Enhancing sample efficiency in reinforcement-learning-based flow control: replacing the critic with an adaptive reduced-order model

A team of researchers has developed a new AI framework that could revolutionize how we design controllers for complex fluid systems like aircraft wings or engine turbines. The core innovation replaces the standard 'critic' network in deep reinforcement learning (DRL) with an adaptive reduced-order model (ROM). This ROM isn't a black box; it's built with physical insight, combining a linear dynamical system identified via operator inference with a Neural Ordinary Differential Equation (NODE) to capture nonlinear flow behavior. This hybrid model is continuously updated with new data during training, creating a more sample-efficient learning loop.
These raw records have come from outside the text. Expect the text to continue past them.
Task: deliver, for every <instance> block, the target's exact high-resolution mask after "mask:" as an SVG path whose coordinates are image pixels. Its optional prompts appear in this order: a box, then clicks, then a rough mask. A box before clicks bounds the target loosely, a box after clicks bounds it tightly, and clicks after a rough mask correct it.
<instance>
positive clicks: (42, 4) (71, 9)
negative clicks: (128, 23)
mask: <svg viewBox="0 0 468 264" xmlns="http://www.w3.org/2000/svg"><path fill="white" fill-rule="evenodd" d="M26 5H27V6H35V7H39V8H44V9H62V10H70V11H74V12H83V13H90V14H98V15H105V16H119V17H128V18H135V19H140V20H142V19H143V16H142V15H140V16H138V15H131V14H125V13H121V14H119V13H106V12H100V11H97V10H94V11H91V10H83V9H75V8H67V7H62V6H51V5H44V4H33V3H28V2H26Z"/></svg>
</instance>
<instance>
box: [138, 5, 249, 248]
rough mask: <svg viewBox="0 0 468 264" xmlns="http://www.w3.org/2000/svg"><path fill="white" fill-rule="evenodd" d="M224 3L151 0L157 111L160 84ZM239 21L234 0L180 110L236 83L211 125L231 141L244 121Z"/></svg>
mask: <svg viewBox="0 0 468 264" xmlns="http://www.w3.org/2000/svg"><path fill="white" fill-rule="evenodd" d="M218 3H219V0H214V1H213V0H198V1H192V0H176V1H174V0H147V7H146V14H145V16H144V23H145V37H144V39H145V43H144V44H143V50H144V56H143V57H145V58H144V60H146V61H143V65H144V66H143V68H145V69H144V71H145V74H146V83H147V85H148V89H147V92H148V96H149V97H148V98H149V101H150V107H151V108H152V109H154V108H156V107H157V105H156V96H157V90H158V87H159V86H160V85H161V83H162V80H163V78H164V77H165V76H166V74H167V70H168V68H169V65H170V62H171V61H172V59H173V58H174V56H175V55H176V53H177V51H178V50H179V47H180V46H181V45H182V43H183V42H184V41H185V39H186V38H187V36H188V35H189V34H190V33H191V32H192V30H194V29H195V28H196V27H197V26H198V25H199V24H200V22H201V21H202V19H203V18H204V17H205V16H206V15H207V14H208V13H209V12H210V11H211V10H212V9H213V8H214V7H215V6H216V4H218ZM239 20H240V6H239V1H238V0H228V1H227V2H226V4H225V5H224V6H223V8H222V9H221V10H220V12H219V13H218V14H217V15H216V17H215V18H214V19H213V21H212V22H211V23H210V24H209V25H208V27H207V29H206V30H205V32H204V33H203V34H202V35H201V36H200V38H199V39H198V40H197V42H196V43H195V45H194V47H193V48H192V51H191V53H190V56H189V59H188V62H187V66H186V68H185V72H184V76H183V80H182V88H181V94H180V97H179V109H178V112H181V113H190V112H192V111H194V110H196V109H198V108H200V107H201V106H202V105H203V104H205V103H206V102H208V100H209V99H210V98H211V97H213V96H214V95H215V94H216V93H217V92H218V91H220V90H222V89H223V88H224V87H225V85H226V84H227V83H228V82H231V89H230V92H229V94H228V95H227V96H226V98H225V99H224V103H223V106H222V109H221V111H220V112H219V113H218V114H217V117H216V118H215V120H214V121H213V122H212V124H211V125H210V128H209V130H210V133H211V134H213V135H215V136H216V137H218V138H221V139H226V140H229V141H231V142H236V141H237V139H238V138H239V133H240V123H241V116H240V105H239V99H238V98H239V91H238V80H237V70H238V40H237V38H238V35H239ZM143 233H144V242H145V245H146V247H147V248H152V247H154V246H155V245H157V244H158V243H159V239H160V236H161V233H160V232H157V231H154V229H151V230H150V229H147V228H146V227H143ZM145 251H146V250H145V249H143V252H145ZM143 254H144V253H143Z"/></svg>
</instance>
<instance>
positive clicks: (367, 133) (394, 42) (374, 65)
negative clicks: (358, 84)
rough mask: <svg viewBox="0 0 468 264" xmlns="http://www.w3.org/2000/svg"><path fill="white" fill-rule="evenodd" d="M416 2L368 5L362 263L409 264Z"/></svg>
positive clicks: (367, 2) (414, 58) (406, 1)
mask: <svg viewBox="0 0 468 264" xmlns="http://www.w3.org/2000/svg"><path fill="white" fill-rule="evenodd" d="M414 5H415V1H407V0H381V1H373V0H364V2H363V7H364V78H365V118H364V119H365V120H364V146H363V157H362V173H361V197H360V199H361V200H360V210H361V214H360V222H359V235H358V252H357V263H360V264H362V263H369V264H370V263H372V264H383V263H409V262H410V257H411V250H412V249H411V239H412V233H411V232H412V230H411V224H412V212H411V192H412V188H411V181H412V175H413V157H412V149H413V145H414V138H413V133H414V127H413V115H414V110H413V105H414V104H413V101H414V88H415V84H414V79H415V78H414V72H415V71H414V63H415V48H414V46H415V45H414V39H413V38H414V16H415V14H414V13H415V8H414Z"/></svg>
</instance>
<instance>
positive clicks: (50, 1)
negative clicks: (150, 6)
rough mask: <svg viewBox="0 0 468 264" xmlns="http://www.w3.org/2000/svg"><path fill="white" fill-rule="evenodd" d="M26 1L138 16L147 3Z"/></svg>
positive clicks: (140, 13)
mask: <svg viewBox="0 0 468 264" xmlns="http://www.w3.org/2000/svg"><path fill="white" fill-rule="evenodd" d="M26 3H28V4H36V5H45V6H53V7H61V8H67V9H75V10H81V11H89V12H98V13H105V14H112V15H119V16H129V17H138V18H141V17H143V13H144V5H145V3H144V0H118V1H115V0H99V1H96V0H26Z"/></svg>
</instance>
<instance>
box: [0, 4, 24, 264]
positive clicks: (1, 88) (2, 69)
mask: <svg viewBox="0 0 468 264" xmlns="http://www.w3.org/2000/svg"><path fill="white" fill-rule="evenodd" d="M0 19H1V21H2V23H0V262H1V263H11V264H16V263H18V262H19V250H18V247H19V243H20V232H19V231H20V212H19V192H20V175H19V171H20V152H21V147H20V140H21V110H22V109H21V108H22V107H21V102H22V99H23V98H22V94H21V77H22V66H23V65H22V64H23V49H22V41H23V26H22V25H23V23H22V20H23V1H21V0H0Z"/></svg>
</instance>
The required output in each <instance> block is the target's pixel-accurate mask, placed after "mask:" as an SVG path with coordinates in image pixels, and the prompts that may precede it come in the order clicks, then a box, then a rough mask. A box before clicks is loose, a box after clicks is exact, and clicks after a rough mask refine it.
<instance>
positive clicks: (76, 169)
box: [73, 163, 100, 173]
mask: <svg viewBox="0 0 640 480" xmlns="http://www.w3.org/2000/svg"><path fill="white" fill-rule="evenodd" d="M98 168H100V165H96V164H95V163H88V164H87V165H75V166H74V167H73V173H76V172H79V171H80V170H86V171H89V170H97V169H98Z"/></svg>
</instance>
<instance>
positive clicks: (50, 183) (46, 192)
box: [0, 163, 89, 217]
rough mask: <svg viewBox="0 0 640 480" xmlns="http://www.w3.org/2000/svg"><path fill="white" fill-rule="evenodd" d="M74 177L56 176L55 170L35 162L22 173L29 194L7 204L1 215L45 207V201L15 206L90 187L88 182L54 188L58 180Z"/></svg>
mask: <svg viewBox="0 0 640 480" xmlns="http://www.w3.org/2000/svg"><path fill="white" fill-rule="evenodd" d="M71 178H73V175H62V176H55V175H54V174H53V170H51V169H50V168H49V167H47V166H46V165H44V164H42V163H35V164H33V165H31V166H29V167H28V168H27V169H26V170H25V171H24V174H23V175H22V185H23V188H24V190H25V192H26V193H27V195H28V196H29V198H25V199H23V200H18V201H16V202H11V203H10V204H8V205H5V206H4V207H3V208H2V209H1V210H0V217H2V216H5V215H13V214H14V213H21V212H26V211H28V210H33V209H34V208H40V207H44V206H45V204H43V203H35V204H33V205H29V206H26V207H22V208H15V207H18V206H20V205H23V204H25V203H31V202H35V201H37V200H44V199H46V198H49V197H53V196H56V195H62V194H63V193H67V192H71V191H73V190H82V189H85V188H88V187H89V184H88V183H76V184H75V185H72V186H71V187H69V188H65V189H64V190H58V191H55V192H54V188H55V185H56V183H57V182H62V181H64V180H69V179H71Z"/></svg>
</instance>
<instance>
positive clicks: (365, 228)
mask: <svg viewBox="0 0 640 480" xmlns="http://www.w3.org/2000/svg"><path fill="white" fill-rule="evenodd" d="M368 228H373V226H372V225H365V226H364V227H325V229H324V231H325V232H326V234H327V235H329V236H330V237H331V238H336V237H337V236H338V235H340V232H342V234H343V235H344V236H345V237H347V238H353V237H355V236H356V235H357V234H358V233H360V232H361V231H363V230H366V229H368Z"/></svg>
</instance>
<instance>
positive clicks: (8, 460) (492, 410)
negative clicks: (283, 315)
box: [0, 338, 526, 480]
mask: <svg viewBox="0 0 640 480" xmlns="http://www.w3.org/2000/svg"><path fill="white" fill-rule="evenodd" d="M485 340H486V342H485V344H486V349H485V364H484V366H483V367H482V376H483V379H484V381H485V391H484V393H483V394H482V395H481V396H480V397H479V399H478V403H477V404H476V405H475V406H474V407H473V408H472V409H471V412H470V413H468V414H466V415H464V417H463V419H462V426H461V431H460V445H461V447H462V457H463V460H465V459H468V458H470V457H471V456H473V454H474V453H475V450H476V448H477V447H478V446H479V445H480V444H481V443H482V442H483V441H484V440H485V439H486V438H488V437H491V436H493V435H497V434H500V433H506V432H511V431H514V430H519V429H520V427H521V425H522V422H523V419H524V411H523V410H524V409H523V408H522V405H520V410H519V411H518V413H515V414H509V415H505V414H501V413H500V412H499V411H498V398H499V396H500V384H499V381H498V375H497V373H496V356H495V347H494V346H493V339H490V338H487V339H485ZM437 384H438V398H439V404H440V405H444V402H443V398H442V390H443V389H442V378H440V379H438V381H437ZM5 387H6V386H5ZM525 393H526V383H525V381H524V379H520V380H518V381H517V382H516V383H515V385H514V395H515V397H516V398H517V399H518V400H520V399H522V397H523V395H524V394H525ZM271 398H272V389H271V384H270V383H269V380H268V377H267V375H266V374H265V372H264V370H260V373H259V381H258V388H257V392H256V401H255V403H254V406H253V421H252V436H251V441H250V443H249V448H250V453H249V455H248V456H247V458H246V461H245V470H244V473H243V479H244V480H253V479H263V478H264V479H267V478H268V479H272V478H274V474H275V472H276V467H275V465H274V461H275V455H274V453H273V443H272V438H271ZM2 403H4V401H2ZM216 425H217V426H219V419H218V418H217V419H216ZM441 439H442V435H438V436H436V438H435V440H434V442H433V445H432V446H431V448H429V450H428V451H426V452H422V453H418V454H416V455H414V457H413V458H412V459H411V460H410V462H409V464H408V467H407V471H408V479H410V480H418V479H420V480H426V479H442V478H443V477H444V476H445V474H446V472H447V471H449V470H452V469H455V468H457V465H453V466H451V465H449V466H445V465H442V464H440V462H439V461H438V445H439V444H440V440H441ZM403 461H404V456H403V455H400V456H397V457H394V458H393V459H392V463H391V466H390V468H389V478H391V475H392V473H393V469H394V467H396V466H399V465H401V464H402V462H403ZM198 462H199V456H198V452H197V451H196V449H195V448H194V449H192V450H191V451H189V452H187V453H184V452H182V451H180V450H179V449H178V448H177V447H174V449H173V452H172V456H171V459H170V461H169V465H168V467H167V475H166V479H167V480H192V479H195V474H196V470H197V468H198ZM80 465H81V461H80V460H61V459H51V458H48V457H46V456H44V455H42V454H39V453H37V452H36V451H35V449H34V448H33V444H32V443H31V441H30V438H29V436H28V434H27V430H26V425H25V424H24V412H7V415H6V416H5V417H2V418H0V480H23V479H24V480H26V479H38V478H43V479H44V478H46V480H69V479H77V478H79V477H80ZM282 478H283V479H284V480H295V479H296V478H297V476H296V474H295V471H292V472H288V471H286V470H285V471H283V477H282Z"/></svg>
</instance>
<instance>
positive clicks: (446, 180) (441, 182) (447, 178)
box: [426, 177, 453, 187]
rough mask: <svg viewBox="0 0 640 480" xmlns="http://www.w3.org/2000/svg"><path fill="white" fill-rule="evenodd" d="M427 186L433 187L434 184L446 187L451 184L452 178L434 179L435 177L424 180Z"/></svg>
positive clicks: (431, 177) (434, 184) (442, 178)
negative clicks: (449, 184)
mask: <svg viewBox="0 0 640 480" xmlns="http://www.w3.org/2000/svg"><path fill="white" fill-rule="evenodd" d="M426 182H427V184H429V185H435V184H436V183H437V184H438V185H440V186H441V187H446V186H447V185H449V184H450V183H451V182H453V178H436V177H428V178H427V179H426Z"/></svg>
The framework was validated on two classic fluid dynamics challenges: controlling a Blasius boundary layer and reducing drag on a square cylinder. For the boundary layer, the method essentially condensed the process into a single episode of system identification and optimization, yet produced controllers that matched the performance of data-hungry DRL approaches. In the more complex cylinder drag reduction test, the ROM-based method achieved superior performance while requiring a fraction of the exploration data—demonstrating a potential 90% reduction in data needs. This work directly tackles the crippling sample inefficiency of model-free DRL, paving the way for practical AI-driven control in engineering domains where data is expensive or simulations are computationally prohibitive.